Home Instead Senior Care has a set of locally owned franchise offices across the country that work to help families keep their aging mother, father, grandparents or friends in their homes as they grow older. The Austin franchise held a "wrapping party" Tuesday where volunteers packed up gifts for senior citizens around the area.

Tyson Murphy is the owner and administrator of the Austin office and said he couldn't believe how much the people of Austin provided this holiday season.

"I would tell you there's only so much that one person can do, but when you see this collaborative effort and you recognize the importance of the agencies that pick up the gifts, it touches them," Murphy said.

Different elderly care facilities stopped by The First Baptist Church of Georgetown Tuesday to pick up these wrapped gifts, including members from Estrella Oaks Rehabilitation and Care Center. Estrella Oaks has participated in this event for a handful of years now.
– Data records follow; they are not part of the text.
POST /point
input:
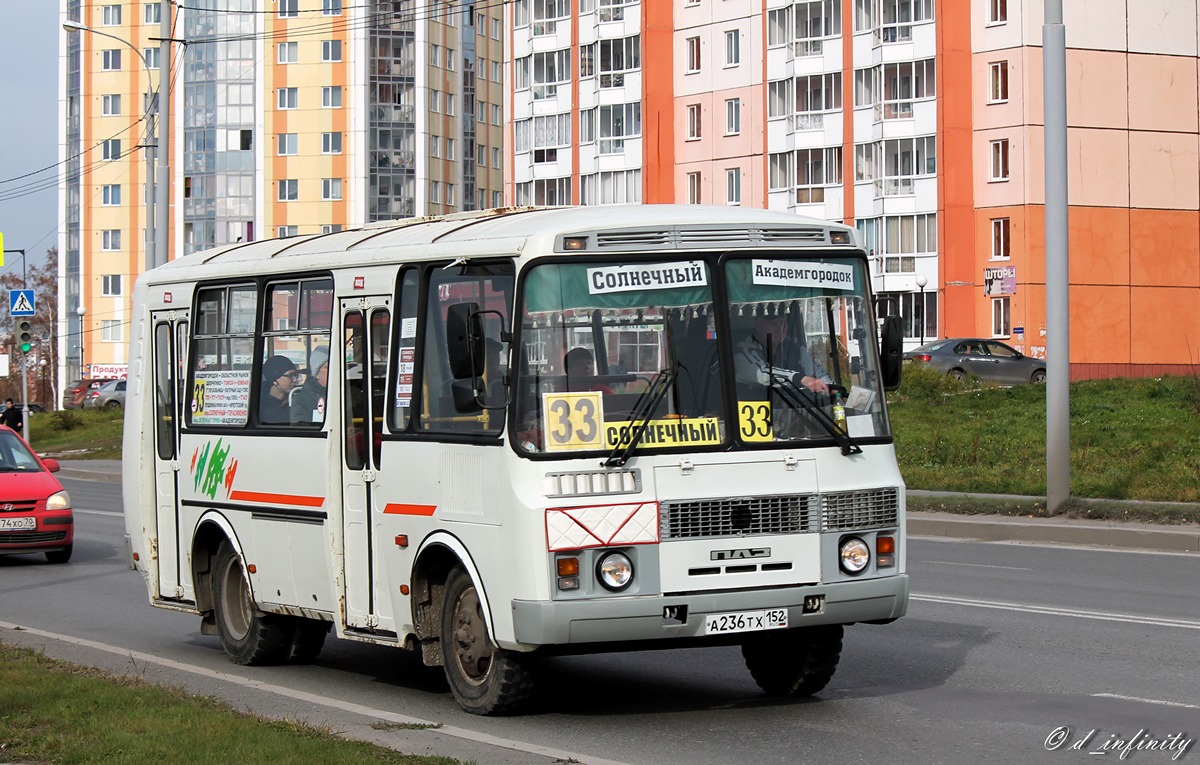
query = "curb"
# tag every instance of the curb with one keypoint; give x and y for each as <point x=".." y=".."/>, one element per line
<point x="1185" y="538"/>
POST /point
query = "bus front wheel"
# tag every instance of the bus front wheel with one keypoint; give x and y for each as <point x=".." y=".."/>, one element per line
<point x="485" y="679"/>
<point x="793" y="662"/>
<point x="247" y="634"/>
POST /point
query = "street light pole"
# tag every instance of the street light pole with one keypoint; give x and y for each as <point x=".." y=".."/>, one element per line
<point x="922" y="282"/>
<point x="155" y="197"/>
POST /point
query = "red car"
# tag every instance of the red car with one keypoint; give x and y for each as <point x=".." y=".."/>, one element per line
<point x="35" y="511"/>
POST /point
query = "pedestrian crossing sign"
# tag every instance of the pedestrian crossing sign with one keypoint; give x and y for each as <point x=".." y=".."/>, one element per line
<point x="22" y="302"/>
Jeff Brown is this center's activity director and said they will be handing out their gifts on Christmas Day.

"A lot of times, the family isn't able to make it on Christmas Day itself or they bring the Christmas gifts early to their loved ones," Brown said. "When we hand them these gifts, their eyes get real big. Some of the residents who haven't really responded in a while, as soon as they see the bright colors on the bags and the drawings, they open it up and they're really excited."

All of the gifts were donated by the residents in the Central Austin area and will be given back to seniors in the same area. June Scott is 90-years-old and volunteered Tuesday afternoon with some of her family members to pack up these presents.

"It has just been fascinating," Scott said. "When you see this outpouring, you know there's a Santa Claus up there somewhere."

Students from Jarrell Independent School District even decorated the bags so that every present has a special drawing on it.

"It brings a little Christmas spirit -- whether they are alone or maybe just the holiday season isn't what it used to be," Murphy said. "It gives them something to celebrate."

This group hopes this can help isolated seniors who are at a greater risk for loneliness and depression this holiday season. In all, 700 seniors in the Central Texas area will be surprised with a gift this year.